Hello! Just stumbled upon this system and was wondering, how efficient is this system? Currently for my game what I do is (and this may be a little weird at first) is I create a region 3 around the player, a box of some sort, and have invisible parts (usually 1x1x1 and transparent/anchored/non-can collide) placed within a folder that I whitelist for the region 3 checks.
Additionally, I can create separate folder parents for organization or place an ObjectValue for further classification of what kind of region I am in. This generally results in O(1) in terms Big O algorithm complexity since I am having the do the same region3 checks no matter how many regions I decide to add into my game.
I am wondering if this system is any more efficient than my own and whether I should switch to it or not. Thanks again for this amazing opens source stuff @ForeverHD , always loved your work!
A neat trick for calculating the height of a default character is by multiplying it’s HumanoidRootPart Y size by 2 then adding on the head Y size (since the legs are always the same size of the HRP). You can then extend this method to obtain the entire square volume of a character (the arms are always HRP X size divided by 2) and best of all it works with both R6 and R15.
Hi there, I’d highly recommend checking out the methodology page which explains all of this in detail:
In short, ZonePlus is dynamic therefore the methods vary depending upon the events you use and other factors such as the total volume of characters, parts and zones.
In short, the player-detection method (when the total volume of zones exceeds the total volume of characters) sounds similar-ish to yours, except it utilises EgoMoose’s RotatedRegion3 module with whitelists.
Zones are also abstracted to appear as singular entities (for ease of use) however behind the scenes act as a collective for optimisation reasons (i.e. they share data instead of generating it individually).
We’re also exploring new optimisations mentioned here - when ‘Detection’ is set to ‘Automatic’ ZonePlus will dynamically adapt the size of these region checks (i.e. striking a balance between accuracy and performance) to allow for hundreds of players in a server with negligible effect on performance.
Ah, alright!
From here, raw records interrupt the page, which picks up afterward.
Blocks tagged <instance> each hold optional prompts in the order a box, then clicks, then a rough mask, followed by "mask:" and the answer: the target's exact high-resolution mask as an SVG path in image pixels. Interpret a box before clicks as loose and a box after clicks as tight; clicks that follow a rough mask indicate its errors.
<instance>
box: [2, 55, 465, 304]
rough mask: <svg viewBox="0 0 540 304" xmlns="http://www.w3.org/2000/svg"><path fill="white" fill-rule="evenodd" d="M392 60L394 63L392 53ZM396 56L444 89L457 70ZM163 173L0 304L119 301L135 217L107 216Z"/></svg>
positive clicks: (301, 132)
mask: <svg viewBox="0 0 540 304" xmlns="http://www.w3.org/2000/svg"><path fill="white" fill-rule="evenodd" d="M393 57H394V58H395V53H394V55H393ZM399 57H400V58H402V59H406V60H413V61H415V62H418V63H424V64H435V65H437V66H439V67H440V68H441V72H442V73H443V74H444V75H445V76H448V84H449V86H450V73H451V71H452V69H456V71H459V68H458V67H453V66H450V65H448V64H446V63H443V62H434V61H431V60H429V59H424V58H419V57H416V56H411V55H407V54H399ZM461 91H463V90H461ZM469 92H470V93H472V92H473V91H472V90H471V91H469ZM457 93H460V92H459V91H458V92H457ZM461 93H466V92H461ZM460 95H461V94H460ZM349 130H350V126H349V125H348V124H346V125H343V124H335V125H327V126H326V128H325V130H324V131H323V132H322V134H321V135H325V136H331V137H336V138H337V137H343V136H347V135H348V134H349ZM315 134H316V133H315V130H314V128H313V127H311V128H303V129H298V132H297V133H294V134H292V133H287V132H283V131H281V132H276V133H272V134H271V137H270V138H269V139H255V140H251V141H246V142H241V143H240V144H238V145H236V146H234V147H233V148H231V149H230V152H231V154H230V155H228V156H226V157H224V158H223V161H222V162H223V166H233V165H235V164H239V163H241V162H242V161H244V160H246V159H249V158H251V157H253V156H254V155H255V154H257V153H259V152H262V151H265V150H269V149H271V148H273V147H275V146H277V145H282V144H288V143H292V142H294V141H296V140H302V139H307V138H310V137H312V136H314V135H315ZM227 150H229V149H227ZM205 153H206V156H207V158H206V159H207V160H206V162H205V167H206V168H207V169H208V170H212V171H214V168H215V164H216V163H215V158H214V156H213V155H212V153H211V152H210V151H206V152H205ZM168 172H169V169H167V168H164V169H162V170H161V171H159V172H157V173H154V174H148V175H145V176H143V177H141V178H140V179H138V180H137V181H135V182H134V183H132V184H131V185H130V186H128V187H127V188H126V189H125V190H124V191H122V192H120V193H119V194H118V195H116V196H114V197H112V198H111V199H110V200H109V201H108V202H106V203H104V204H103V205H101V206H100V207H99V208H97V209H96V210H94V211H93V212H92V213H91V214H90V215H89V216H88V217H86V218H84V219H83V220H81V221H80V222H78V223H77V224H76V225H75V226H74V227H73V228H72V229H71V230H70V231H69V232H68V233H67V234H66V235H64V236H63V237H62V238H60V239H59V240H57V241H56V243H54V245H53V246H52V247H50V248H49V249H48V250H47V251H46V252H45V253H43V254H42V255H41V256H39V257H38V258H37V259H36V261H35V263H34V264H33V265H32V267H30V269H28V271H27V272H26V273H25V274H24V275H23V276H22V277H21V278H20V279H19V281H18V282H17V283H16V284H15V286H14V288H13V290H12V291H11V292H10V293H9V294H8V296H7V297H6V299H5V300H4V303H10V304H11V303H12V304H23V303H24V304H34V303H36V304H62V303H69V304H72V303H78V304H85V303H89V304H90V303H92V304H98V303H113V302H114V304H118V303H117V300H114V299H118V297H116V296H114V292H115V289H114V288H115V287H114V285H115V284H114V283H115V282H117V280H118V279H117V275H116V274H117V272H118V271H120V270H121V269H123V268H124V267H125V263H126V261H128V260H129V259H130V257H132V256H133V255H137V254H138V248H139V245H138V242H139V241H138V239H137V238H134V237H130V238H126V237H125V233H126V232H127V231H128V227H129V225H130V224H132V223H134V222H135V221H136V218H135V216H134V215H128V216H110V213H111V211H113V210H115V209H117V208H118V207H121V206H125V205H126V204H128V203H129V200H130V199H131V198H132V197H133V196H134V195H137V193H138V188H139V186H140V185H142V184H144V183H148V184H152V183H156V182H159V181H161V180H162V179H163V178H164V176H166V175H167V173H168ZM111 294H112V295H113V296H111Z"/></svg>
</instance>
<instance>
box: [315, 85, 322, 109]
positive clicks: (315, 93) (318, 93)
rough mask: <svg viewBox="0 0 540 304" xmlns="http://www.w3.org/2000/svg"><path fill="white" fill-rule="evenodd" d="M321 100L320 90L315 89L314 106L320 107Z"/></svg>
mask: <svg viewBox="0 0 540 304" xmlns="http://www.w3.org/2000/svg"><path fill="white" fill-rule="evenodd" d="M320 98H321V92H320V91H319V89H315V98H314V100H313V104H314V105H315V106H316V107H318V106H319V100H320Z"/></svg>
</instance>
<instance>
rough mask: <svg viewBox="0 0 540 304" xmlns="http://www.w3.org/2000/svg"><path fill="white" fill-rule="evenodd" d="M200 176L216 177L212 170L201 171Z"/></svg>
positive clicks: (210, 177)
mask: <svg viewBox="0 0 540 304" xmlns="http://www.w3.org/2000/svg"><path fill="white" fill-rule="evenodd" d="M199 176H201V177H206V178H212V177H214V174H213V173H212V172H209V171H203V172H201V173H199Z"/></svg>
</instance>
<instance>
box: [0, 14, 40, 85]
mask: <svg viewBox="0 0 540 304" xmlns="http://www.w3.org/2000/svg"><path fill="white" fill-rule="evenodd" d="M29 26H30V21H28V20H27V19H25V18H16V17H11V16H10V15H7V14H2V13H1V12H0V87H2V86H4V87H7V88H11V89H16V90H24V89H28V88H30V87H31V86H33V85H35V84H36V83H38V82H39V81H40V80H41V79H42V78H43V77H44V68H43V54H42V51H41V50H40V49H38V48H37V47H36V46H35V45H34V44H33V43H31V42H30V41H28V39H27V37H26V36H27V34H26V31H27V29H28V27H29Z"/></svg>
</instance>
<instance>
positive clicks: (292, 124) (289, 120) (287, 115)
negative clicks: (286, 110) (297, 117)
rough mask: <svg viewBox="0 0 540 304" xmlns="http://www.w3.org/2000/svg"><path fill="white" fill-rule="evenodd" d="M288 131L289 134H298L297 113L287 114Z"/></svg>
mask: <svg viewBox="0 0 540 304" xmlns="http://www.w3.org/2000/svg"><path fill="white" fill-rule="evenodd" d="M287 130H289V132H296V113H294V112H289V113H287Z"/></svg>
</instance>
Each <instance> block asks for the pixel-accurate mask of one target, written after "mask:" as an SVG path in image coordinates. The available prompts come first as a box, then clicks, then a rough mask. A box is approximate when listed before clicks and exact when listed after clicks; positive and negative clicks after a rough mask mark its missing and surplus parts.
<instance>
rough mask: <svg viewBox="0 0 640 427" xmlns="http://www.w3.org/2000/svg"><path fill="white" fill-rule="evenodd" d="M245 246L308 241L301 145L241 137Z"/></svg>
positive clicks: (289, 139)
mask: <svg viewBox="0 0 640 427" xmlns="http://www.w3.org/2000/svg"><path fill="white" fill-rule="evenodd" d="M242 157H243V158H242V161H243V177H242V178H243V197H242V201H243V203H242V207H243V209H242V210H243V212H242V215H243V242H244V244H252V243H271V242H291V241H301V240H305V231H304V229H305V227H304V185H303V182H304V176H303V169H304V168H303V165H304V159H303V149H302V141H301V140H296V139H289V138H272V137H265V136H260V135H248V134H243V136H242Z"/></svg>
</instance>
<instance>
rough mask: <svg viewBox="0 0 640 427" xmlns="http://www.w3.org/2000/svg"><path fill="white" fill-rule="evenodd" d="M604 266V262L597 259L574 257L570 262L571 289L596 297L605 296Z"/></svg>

So it seems like you have a Rotated Region3 the size of the player’s character on the LocalPlayer implementation and use the zones as whitelists to check if the player is within them? Sounds neat! Is the Rotated Region3 module by EgoMoose any more efficient than the Roblox implementation of Region3’s or is the reasoning behind your usecase due to it supporting rotated Regions?
And looking at the documentation, if I disconnect the events, the checks no longer work correct? That’s much neater than what I had implemented considering the checks don’t do any extraneous work other than checking the players region.
Roblox regions don’t account for rotation or special shapes like wedges. EgoMoose’s RotatedRegion3 uses clever math and is built ontop of roblox’s Region3 methods to account for rotated parts and different part types.
Correct yep, when all zone connections (like that returned from .playerEntered) are disconnected, or if the zones are destroyed (zone:destroy()) then checks will cease.
We’ve been using this for a server with up to 80-100 players
with a total of 34 zones.
Only downsides I’ve been seeing is that we have one tool relying on mouse.Target which keeps picking up the ZonePart because I thought I could just keep ZoneParts inside ServerStorage, but they actually need to be in Workspace. We simply just made the ZoneParts nearly the exact size as the roof all the way around so the player’s camera is always in the Zone.
I’ll be looking into this once you release Detection options! I just need to know if a player is in or not, not limbs etc.